Ignacio Camacho-ABC

  • El alejamiento de la realidad es el rasgo clave de una política afectada por un cuadro grave de alteración perceptiva

Antes y después de que un diputado cabestro del PP («persona torpe o ruda», cuarta acepción del DRAE) le faltase el respeto a Íñigo Errejón gritándole que fuera al médico, pasaron tres cosas muy significativas en el Congreso. La primera, que la oposición abroncó al portavoz izquierdista por sacar a colación un asunto, el de la salud mental y la atención psiquiátrica, que escapaba de la reyerta sectaria de trazo grueso en que se han convertido las sesiones de control al Gobierno. Es decir, por llevar a la Cámara de las broncas un problema práctico, objetivo, concreto. La segunda, que el presidente despachó la pregunta con una evasiva displicente, apenas un par de frases huecas demostrativas de que la cuestión le importaba lo mismo que al resto. Y la tercera, que el parlamentario faltón fue de inmediato linchado en redes y medios por la misma izquierda que lleva meses tildando de loca a Díaz Ayuso sin el menor miramiento. Si se juntan los tres aspectos sale un diagnóstico desolador sobre la psicología de una clase política ensimismada en un síndrome de bipolaridad aguda y de alejamiento de la realidad que sólo puede definirse como un trastorno esquizofrénico.

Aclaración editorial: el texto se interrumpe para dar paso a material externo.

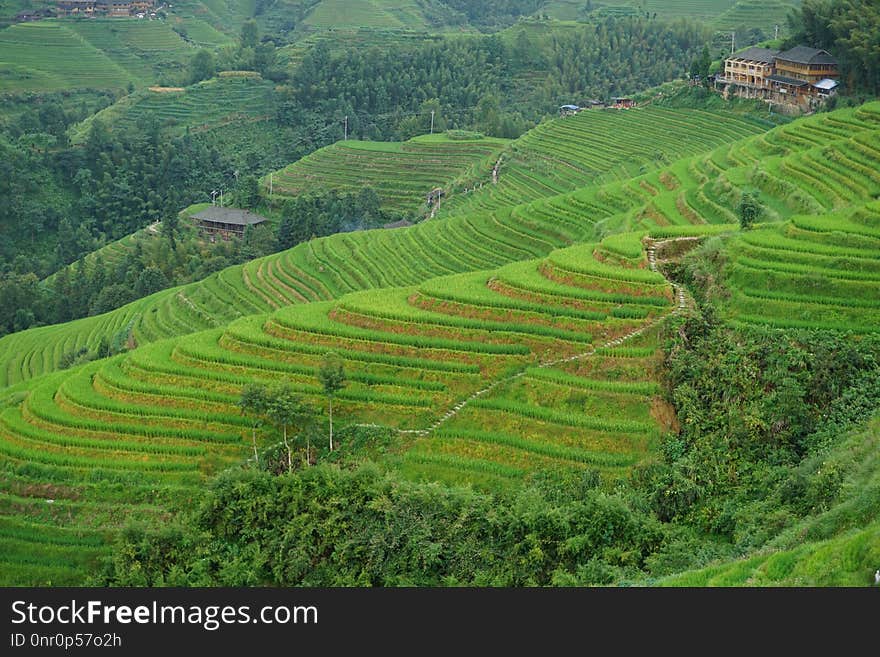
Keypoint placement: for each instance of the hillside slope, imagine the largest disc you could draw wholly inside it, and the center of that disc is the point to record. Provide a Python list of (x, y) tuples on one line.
[(401, 173), (698, 190), (550, 359), (326, 268)]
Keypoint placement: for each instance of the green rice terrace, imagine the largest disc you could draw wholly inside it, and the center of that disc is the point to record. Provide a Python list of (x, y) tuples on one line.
[(401, 173), (528, 348), (498, 341), (599, 146), (684, 196), (213, 103), (51, 55)]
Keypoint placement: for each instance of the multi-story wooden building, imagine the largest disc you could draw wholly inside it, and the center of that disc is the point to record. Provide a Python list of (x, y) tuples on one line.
[(798, 77), (750, 69), (226, 222), (111, 8)]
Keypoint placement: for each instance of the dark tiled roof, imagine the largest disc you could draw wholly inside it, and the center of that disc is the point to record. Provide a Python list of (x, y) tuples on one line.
[(229, 216), (806, 55), (763, 55), (793, 82), (403, 223)]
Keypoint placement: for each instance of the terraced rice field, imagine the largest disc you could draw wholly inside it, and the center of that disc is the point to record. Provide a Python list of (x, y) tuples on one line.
[(203, 106), (498, 342), (47, 55), (763, 14), (526, 348), (401, 173), (600, 146), (341, 14), (96, 54), (813, 271), (673, 200)]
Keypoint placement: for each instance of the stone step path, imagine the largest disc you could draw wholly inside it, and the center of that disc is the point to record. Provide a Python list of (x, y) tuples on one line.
[(681, 303)]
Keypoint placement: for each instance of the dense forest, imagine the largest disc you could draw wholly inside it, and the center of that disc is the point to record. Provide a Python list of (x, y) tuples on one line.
[(758, 414), (66, 200), (480, 83)]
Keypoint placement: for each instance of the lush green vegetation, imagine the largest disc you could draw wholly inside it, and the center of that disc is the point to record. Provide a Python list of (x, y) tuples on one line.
[(626, 347), (329, 267), (402, 173)]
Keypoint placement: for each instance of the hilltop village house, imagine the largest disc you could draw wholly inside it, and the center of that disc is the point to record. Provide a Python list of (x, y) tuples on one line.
[(226, 222), (800, 77), (111, 8)]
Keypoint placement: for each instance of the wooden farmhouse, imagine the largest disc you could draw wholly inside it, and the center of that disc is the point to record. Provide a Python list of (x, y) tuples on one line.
[(111, 8), (226, 222), (800, 77)]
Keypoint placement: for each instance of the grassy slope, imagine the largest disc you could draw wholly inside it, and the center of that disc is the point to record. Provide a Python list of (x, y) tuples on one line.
[(329, 267), (206, 105), (401, 173), (507, 371)]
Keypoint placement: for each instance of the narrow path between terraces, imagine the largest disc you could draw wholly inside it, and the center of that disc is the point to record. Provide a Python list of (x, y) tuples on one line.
[(682, 301)]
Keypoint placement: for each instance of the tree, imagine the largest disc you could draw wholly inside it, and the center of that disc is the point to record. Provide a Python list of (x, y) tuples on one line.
[(254, 402), (202, 66), (247, 191), (331, 374), (749, 210), (249, 34), (701, 65), (284, 408)]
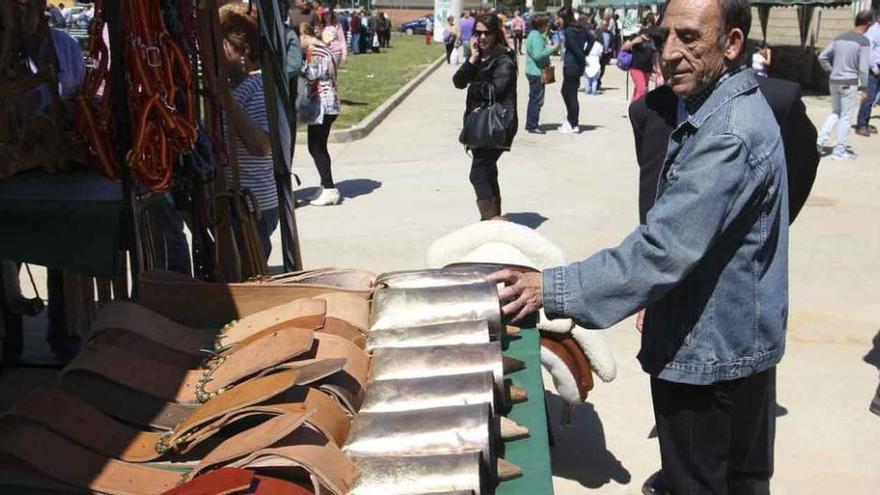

Porque aunque una parte relevante de la sociedad española se halle enfrascada en un enconado debate cainita, que los profesionales de la agitación disfrazan de batalla cultural (?) o de confrontación ideológica, la mayoría de la población vive perpleja ante el desdén con que los gestores públicos se desentienden de su tarea representativa para centrarse en sus propios conflictos y cuitas. El vértigo de los últimos diez días, la rebatiña de mociones de censura, deserciones, traiciones, transfuguismo y frenesí electoralista, encaja en la evaluación clínica de una subjetividad hipertrofiada, una suerte de alteración perceptiva que ignora las situaciones reales para entregarse a un enajenamiento de consecuencias suicidas. Una nación atribulada por una pandemia persistente, un colapso institucional, una crisis socioeconómica pavorosa y un torbellino extremista está dirigida por una pléyade de propagandistas facciosos que se dedican -unos más que otros, ciertamente, en una triste escala de insolvencia frívola- a cavar trincheras banderizas y a conspirar para repartirse canonjías. Y no es una hipérbole demagógica ni una simplificación al uso populista: el relato informativo de cada jornada arroja conclusiones bastante más sombrías.

El espectáculo de esta primavera es sólo la apoteosis de un gravísimo déficit de liderazgo que amenaza al país en un trance especialmente delicado. El delirio enfermizo de unas élites incompetentes, aisladas en un solipsismo tóxico, aboca a un enorme fracaso democrático. Y el consuelo voluntarista de pensar que los ciudadanos sean más sensatos que sus dirigentes no está del todo claro a tenor de la pasión con que los siguen (seguimos) votando.